Nothing like listening to a wealthy North Seattle resident lecturing poor people who can't afford a house in a good neighborhood, private schools, and top-notch child care about how they're just making bad choices.

3. Mercer Island Patch reports that public comments on a proposed light-rail station on the island show overwhelming support for lots and lots and lots of car parking at the station. While that's hardly surprising for the wealthy, car-dependent island (residents of the island sued to stop light rail across I-90), it's kind of ironic that light rail opponents are now demanding more access (albeit by car) to light rail.
Several commenters even suggested a special permit for Mercer Island residents only—an idea akin to the special permit island residents already have to drive alone in HOV lanes, and the special permit they've sought to drive across I-90 in the future without paying tolls that will be charged to every other driver.
4. Thanks to anti-tax crusader Tim Eyman's anti-tax initiative I-960, Washington state voters will get the chance to vote in a nonbinding advisory election on five tax votes the legislature took this year, the News Tribune reports. The special election will cost taxpayers $240,000.
5. ORCA, schmorca.
TriMet, the Portland transit agency, is less than impressed with the Puget Sound region's One Regional Card for All, and has rejected an offer to adopt ORCA technology, the Oregonian reports; instead, they'll spend $30 million developing their own electronic card system befitting what one TriMet official called "the digital age we live in."

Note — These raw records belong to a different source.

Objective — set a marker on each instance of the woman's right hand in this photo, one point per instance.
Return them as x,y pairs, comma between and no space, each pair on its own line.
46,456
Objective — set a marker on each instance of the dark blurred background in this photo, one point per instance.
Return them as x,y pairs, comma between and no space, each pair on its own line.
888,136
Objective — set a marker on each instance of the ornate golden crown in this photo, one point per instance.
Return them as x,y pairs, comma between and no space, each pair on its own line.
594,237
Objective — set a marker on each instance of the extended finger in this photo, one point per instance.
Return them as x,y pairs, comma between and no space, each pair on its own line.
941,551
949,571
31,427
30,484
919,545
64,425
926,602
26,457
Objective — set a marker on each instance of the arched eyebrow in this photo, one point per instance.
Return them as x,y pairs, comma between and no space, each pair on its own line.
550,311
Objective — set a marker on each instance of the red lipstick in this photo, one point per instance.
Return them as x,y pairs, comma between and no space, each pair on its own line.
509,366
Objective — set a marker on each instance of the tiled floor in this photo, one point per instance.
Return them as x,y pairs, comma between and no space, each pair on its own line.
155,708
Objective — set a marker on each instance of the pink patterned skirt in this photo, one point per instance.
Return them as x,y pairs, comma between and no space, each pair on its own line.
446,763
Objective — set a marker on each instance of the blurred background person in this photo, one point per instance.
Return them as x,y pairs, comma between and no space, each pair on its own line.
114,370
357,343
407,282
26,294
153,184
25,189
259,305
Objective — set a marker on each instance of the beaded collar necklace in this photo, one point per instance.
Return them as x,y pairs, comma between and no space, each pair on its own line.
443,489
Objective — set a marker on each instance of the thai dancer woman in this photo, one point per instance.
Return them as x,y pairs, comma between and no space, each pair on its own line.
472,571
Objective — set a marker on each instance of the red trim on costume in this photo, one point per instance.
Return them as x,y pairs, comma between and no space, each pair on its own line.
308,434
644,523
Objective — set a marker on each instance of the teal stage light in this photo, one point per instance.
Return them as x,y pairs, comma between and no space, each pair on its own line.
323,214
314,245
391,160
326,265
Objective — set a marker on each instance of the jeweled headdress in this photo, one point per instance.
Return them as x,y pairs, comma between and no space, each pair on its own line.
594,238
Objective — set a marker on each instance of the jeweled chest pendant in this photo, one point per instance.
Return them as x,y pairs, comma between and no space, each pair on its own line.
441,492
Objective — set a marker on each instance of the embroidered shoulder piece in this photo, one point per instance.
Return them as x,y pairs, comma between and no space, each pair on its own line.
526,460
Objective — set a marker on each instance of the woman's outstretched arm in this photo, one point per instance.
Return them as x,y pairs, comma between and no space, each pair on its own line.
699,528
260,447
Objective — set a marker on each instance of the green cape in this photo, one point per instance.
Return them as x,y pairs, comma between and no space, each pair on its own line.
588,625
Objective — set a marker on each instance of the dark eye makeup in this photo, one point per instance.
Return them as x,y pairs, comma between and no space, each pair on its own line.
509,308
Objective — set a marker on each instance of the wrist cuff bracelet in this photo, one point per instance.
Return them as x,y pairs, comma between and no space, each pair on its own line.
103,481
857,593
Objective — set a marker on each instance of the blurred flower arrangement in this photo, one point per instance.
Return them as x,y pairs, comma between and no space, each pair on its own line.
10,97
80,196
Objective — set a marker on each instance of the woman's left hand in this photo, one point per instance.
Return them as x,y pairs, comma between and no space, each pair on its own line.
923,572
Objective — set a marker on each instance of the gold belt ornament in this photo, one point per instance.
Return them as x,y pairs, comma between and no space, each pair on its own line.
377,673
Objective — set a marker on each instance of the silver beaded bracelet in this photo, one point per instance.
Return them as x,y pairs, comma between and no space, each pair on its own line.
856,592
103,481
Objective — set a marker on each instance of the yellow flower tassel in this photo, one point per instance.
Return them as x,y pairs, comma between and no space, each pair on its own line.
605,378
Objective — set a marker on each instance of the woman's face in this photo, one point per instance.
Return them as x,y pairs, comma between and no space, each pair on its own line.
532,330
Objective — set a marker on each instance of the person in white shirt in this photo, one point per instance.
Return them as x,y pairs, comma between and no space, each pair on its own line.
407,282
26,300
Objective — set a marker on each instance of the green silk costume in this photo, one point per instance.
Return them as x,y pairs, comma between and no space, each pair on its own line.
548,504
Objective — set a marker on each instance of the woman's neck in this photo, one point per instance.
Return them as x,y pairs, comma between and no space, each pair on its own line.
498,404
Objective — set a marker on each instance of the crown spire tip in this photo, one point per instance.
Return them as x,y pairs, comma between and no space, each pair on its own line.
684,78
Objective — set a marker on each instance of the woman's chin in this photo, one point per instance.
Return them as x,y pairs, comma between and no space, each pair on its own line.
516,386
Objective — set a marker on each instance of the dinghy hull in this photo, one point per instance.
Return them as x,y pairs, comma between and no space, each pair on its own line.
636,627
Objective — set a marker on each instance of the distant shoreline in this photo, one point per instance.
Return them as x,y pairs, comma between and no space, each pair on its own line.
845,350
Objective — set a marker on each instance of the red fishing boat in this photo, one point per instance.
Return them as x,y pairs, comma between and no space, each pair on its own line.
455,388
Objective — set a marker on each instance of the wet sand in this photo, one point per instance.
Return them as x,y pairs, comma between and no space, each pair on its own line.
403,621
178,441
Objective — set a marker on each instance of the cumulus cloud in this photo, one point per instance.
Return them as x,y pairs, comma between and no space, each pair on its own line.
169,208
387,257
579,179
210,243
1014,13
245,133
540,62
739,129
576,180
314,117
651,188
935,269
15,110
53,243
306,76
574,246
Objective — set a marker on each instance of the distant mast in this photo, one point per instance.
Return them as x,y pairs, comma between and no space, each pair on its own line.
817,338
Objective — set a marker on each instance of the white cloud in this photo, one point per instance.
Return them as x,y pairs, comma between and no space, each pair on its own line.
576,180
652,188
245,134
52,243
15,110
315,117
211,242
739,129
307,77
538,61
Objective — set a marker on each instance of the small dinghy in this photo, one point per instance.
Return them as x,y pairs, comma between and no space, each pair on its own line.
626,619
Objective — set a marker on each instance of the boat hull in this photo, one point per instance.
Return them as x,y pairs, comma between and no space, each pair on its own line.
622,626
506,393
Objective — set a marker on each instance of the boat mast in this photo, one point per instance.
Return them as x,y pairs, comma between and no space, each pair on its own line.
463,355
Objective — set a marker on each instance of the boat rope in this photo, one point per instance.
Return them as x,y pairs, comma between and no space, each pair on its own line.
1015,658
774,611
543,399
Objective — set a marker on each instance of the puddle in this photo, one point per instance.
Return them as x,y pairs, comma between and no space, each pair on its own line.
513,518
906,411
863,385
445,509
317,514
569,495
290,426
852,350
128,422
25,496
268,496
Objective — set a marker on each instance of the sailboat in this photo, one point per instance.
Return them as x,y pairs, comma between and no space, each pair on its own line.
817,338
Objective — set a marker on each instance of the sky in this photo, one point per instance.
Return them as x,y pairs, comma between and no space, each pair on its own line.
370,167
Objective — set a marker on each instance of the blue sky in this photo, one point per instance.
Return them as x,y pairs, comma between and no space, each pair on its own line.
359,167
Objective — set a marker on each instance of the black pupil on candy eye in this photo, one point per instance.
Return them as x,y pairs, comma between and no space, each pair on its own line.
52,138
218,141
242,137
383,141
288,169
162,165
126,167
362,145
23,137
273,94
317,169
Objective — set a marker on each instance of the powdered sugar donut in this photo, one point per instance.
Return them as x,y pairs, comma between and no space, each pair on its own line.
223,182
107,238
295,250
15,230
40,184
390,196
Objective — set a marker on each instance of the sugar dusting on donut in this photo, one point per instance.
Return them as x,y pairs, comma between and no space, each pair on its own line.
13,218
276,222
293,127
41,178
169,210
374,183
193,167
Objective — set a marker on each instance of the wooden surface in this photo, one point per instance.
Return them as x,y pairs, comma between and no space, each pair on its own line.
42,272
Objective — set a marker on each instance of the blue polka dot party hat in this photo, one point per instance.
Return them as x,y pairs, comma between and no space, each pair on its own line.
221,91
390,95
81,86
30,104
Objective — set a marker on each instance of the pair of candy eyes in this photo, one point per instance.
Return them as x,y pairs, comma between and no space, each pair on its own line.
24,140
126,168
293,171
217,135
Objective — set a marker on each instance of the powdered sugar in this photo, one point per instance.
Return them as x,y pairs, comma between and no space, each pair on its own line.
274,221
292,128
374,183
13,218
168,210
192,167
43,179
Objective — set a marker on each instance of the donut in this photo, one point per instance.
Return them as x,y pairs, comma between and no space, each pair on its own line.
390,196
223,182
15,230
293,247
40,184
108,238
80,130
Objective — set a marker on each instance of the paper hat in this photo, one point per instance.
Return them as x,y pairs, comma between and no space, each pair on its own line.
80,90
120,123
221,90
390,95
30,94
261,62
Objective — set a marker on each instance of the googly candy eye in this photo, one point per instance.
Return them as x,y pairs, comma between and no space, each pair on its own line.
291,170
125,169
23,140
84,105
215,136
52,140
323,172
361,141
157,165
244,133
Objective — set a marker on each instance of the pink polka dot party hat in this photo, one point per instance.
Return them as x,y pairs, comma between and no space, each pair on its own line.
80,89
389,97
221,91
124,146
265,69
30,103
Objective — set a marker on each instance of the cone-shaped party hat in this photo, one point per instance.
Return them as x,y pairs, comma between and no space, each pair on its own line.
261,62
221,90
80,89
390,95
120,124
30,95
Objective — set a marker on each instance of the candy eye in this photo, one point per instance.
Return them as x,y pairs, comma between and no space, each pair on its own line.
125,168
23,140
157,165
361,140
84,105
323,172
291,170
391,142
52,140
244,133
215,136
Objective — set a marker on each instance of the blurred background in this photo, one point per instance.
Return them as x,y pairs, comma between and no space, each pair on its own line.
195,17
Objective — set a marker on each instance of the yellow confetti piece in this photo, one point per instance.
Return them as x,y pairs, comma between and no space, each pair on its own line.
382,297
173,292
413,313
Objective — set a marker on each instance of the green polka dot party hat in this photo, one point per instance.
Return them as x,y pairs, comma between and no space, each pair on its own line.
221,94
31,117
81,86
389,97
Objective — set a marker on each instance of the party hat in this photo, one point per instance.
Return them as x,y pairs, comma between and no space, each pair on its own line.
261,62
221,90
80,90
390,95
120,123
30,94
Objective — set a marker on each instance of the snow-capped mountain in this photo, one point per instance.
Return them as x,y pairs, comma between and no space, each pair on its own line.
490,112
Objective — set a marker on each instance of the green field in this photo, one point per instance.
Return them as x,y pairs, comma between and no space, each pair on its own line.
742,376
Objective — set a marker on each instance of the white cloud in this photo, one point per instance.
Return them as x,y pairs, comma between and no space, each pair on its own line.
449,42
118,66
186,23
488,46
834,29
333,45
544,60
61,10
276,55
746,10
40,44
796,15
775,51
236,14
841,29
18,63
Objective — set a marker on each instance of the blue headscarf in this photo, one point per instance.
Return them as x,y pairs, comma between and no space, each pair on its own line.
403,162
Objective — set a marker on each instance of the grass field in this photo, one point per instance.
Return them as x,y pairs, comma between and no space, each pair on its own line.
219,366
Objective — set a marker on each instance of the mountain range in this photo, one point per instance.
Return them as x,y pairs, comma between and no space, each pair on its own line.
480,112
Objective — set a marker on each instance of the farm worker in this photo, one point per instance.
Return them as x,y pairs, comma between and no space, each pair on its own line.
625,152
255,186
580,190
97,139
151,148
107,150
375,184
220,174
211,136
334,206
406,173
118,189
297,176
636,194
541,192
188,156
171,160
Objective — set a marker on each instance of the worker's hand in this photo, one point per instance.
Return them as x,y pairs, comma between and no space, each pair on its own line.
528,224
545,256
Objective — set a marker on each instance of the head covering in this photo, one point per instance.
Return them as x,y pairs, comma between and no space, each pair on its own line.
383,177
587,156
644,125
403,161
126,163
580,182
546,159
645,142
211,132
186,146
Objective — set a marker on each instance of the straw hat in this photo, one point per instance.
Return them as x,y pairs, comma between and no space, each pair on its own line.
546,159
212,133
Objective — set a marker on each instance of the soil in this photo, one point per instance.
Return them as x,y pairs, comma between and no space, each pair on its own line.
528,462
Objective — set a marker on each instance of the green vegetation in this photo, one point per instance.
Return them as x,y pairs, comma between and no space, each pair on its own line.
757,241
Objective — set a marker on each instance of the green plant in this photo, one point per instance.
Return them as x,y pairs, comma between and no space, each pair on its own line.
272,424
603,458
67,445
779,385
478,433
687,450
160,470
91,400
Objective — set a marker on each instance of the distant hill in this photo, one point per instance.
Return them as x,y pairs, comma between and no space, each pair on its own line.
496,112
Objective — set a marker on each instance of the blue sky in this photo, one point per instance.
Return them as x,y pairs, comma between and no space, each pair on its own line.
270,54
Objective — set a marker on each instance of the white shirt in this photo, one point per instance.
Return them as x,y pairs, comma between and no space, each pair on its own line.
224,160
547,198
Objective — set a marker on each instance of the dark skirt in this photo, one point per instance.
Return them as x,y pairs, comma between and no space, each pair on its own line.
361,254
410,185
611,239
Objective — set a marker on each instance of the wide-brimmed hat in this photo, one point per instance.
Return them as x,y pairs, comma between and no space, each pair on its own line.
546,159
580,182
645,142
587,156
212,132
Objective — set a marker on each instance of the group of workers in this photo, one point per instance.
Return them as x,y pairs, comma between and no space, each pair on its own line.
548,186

Ouch. ORCA has plenty of kinks—its machines frequently break down, they don't work if you have other smart-chipped cards in your wallet, and they cost $5 to replace if you lose them—but it's a pretty good system and solution to a problem that isn't of ORCA's making: The region's confusing multi-agency system, which used to require riders to be familiar with a bewildering range of different zone- and region-based fares.